There are usually two classical ways to improve the performance of computers.

The first one is to improve the performance of a single processor. For example,
improving the integrity of the chip can effectively increase the signal
transmission rate inside the chip, thus improve the performance of it. But this
technology is limited by the rate of light transmission.

The second one is to develop the parallelism of the question to be solved. And
design parallel algorithm and parallel architecture to improve the overall
performance. It is widely used in current research field to speed up the
computing.

Let's explain the latter performance gain by the most frequently used computation,
matrix multiplication.

Say, we have two matrix, of l rows by m columns and m rows by n columns, and we
want to calculate the multiplication result matrix of l rows by n columns.

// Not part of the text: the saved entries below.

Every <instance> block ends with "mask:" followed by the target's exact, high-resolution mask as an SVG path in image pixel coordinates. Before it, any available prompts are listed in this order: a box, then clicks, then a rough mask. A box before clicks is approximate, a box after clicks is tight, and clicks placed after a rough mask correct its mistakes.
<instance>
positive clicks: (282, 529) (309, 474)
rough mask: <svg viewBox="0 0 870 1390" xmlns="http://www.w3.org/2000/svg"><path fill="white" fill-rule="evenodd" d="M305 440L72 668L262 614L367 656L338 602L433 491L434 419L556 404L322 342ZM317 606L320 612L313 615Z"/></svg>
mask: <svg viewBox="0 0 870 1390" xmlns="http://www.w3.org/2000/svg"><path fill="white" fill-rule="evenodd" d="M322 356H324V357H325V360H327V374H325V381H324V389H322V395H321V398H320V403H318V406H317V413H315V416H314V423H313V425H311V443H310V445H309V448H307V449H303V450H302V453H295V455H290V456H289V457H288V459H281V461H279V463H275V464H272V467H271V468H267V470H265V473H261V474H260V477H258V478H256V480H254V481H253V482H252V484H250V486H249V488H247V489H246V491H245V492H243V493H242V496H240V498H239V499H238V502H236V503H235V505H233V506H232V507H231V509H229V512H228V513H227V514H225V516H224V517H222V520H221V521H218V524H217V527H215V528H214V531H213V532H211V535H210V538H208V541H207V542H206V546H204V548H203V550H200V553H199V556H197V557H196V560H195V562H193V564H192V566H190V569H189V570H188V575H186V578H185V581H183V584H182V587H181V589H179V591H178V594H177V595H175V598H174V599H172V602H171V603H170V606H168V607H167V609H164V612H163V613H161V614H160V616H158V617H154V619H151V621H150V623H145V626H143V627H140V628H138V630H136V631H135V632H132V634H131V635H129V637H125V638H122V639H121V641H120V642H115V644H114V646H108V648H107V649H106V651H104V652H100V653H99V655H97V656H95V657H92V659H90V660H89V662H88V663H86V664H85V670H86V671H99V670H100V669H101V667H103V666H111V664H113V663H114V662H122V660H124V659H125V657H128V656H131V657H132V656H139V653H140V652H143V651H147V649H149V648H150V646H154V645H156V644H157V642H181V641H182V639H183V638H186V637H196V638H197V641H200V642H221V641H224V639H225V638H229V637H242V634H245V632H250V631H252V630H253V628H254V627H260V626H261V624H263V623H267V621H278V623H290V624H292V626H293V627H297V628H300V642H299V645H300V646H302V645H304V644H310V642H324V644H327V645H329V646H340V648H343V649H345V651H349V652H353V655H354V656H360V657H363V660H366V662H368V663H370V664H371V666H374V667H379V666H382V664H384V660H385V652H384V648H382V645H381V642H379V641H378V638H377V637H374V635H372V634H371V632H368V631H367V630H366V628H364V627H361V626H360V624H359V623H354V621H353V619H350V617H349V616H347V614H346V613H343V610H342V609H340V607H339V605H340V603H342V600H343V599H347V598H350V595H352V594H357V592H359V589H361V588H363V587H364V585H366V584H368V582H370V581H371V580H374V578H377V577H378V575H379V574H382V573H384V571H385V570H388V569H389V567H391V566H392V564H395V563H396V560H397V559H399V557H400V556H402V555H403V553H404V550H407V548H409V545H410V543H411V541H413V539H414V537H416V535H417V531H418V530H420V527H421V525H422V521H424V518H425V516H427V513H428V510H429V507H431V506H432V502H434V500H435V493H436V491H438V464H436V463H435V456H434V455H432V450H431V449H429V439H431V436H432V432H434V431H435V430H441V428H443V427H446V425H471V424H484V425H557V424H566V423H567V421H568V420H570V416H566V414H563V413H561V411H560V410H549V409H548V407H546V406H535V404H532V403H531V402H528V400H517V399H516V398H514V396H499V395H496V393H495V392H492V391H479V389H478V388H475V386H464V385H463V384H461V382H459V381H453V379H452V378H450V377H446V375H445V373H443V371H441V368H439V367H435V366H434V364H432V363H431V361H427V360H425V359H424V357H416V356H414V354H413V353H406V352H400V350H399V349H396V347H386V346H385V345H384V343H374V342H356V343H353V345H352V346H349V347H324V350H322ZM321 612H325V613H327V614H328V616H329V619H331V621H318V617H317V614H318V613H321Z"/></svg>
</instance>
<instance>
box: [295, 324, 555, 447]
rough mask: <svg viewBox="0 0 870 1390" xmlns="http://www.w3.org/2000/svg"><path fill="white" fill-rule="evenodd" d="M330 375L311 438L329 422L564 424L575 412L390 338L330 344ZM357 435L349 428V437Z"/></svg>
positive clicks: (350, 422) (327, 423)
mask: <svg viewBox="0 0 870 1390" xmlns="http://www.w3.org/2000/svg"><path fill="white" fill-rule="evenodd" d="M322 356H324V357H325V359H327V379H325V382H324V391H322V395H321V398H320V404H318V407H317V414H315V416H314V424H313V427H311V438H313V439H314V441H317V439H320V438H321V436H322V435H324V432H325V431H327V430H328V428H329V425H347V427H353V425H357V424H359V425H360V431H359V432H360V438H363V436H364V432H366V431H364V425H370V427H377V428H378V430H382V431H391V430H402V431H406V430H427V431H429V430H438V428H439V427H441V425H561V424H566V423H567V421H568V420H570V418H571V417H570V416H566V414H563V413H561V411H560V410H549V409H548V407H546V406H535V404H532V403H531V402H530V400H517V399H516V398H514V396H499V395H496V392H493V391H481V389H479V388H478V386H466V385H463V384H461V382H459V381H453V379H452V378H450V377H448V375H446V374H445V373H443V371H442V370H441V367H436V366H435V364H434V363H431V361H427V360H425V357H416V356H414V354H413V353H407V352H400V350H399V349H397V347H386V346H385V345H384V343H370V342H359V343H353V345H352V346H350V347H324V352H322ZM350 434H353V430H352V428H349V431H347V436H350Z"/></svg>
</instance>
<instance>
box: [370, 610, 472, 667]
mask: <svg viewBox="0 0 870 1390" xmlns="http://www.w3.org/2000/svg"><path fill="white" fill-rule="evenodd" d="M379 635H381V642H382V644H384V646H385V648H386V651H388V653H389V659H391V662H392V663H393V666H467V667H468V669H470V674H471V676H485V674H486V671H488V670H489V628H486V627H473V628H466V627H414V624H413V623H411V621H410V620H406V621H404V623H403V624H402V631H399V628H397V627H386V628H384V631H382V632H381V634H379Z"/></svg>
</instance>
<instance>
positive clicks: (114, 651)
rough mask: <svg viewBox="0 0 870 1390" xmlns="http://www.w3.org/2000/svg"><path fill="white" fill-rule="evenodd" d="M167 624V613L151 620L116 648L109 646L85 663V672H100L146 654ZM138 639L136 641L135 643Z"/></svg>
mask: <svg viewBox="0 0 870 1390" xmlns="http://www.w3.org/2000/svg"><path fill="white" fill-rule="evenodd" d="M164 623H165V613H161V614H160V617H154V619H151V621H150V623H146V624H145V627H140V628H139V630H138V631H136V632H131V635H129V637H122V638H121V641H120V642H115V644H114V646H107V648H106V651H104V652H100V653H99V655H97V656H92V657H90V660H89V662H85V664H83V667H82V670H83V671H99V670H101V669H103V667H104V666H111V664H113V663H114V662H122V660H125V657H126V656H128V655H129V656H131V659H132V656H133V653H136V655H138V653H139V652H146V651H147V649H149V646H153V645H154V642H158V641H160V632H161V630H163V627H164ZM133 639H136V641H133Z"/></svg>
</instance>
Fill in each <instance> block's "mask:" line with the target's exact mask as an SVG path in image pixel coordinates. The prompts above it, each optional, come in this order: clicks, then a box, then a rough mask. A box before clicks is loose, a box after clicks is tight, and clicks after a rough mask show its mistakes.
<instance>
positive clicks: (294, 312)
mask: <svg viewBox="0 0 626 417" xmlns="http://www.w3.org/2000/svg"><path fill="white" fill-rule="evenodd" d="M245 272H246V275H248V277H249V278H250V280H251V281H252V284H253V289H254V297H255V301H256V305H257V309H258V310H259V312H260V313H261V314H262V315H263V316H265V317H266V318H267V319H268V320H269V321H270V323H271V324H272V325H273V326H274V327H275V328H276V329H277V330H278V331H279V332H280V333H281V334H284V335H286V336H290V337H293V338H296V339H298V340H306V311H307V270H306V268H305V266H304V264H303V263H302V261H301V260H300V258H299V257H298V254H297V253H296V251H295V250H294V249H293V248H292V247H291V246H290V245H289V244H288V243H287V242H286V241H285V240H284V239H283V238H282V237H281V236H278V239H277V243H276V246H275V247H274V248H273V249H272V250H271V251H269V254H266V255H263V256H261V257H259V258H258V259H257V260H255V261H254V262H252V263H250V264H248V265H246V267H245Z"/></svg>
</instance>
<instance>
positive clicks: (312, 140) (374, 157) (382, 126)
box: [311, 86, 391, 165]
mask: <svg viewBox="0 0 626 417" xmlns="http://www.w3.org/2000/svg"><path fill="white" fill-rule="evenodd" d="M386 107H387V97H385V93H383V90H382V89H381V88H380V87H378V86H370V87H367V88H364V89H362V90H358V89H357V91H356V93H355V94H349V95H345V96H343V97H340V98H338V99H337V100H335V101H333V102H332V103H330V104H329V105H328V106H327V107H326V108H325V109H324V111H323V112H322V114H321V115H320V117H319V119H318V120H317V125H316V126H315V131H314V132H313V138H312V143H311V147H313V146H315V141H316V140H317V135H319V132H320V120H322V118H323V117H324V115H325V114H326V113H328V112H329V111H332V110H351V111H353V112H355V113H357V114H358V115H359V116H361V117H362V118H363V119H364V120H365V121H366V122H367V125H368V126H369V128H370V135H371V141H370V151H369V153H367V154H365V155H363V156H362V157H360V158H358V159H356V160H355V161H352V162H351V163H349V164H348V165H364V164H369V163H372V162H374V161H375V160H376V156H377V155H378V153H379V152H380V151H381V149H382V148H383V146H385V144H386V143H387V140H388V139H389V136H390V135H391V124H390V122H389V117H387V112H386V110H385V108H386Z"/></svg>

Normally, the calculation performed in one processor is a three nested loops. The
time complexity is l by m by n.

In parall algorithm, the processors can be thought as in a ring topology. And the
first matrix can be distributed by rows (`block distribution') and the second
matrix can be distributed  by columns (`block-cyclic' distribution) to different
processors. Each processor, 1) performs the mutiplication, 2) exchange the value
of the columns of the second matrix(m rows by n columns) by passing the columns
along the ring until the original columns arrived to the original processor. 

In this way, the calculation times can almost be reduced to
l*m*n/(number of processors) + communication time.

In order to improve the performance, the programmer should manage to increase the
computing/communicating ratio in program.